Welcome to the course. Please review the introductory slides describing the focus, content, and goal of this course.
We will not have time to provide a comprehensive introduction to R and RStudio. Today, we will focus on highlighting a few key functionalities and tips that will be important for this course and get us all on the same page. If you have not worked in R before, we strongly encourage you to work through a couple of the tutorials listed under “Other useful resources” below.

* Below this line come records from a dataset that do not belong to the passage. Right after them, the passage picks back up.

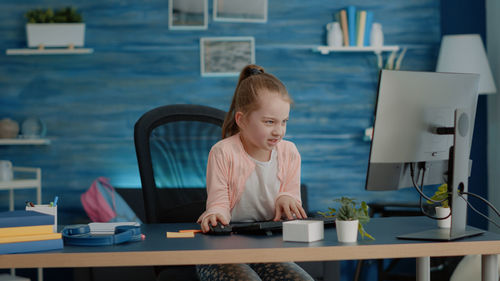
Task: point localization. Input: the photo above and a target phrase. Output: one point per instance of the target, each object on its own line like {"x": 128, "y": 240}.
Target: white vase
{"x": 334, "y": 34}
{"x": 347, "y": 231}
{"x": 441, "y": 213}
{"x": 376, "y": 35}
{"x": 55, "y": 34}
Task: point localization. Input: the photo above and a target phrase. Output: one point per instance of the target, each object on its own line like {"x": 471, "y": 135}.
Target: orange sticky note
{"x": 190, "y": 230}
{"x": 180, "y": 234}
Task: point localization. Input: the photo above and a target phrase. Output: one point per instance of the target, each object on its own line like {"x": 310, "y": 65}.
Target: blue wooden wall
{"x": 91, "y": 102}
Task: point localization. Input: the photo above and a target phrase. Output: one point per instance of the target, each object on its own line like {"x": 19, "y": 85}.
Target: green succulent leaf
{"x": 65, "y": 15}
{"x": 350, "y": 210}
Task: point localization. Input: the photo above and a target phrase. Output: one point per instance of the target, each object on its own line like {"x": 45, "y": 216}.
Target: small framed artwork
{"x": 187, "y": 14}
{"x": 225, "y": 56}
{"x": 240, "y": 10}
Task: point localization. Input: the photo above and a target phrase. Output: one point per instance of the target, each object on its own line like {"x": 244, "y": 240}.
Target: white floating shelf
{"x": 24, "y": 141}
{"x": 55, "y": 51}
{"x": 325, "y": 50}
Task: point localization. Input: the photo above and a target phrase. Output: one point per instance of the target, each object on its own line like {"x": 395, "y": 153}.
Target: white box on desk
{"x": 303, "y": 230}
{"x": 45, "y": 209}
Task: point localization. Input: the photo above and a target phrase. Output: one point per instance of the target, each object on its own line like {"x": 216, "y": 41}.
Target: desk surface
{"x": 208, "y": 249}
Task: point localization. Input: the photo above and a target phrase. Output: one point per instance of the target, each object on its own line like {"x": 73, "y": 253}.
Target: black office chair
{"x": 172, "y": 143}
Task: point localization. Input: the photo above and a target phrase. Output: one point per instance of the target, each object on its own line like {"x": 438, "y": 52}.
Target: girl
{"x": 253, "y": 174}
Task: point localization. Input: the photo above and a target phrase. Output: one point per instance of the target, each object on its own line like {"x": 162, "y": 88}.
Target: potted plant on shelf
{"x": 443, "y": 210}
{"x": 350, "y": 218}
{"x": 59, "y": 28}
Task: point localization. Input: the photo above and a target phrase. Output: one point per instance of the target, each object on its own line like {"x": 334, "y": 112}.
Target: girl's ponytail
{"x": 230, "y": 127}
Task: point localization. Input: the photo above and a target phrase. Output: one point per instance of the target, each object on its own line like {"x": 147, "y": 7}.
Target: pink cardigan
{"x": 229, "y": 167}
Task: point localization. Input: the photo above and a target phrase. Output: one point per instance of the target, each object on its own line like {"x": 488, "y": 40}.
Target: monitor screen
{"x": 423, "y": 120}
{"x": 410, "y": 106}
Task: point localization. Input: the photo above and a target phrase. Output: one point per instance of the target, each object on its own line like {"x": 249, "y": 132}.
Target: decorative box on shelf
{"x": 325, "y": 50}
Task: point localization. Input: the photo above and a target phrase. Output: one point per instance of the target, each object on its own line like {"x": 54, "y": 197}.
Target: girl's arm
{"x": 217, "y": 187}
{"x": 291, "y": 176}
{"x": 288, "y": 202}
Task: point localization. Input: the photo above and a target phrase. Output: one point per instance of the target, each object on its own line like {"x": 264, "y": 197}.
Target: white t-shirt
{"x": 262, "y": 187}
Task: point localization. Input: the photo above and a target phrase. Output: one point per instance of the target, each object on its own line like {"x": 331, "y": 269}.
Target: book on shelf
{"x": 31, "y": 246}
{"x": 26, "y": 230}
{"x": 351, "y": 24}
{"x": 24, "y": 218}
{"x": 360, "y": 27}
{"x": 368, "y": 27}
{"x": 33, "y": 237}
{"x": 344, "y": 27}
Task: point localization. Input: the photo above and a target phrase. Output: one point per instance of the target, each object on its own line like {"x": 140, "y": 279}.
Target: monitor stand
{"x": 459, "y": 175}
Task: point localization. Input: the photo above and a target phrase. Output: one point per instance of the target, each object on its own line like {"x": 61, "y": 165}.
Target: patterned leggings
{"x": 253, "y": 271}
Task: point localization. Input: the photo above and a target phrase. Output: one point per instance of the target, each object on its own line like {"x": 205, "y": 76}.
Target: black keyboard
{"x": 260, "y": 227}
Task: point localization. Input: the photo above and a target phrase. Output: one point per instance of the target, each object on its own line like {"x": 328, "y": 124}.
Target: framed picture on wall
{"x": 240, "y": 10}
{"x": 225, "y": 56}
{"x": 187, "y": 14}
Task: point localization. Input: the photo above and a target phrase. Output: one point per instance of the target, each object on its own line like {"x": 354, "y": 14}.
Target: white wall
{"x": 493, "y": 49}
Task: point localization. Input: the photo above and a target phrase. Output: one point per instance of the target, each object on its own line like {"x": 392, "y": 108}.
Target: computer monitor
{"x": 419, "y": 117}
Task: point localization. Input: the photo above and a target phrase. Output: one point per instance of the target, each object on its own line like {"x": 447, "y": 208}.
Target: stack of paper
{"x": 26, "y": 231}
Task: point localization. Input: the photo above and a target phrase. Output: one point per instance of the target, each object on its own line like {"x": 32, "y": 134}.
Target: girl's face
{"x": 262, "y": 129}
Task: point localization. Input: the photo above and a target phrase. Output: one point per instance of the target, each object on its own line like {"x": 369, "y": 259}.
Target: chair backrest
{"x": 172, "y": 143}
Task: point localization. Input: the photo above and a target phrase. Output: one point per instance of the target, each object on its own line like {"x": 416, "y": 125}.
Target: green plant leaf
{"x": 348, "y": 211}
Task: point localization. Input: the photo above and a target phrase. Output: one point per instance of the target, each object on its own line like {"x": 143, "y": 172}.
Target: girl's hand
{"x": 212, "y": 219}
{"x": 289, "y": 207}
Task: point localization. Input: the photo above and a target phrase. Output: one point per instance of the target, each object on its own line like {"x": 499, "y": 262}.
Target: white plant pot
{"x": 55, "y": 34}
{"x": 347, "y": 231}
{"x": 441, "y": 213}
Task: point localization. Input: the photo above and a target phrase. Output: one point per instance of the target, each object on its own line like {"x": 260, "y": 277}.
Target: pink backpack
{"x": 103, "y": 204}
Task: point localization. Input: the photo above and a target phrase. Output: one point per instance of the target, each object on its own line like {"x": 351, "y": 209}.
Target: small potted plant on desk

Most of today’s lesson has been borrowed (with permission) from the Ocean Health Index Data Science Training
Other useful resources to check out include the following:
RStudio has great resources about its IDE (IDE stands for integrated development environment):
In this course, we will be using R with RStudio. R is the base statistical computing environment. RStudio is an Interactive Development Environment (IDE) that makes it much easier to use R by helping us organize our work and do things like auto-complete, syntax highlighting etc.
After you install R and RStudio, you only need to open RStudio.
When you open RStudio, it will look like this:
Notice the default panes:
FYI: you can change the default location of the panes, among many other things: Customizing RStudio.
An important first question: where are we?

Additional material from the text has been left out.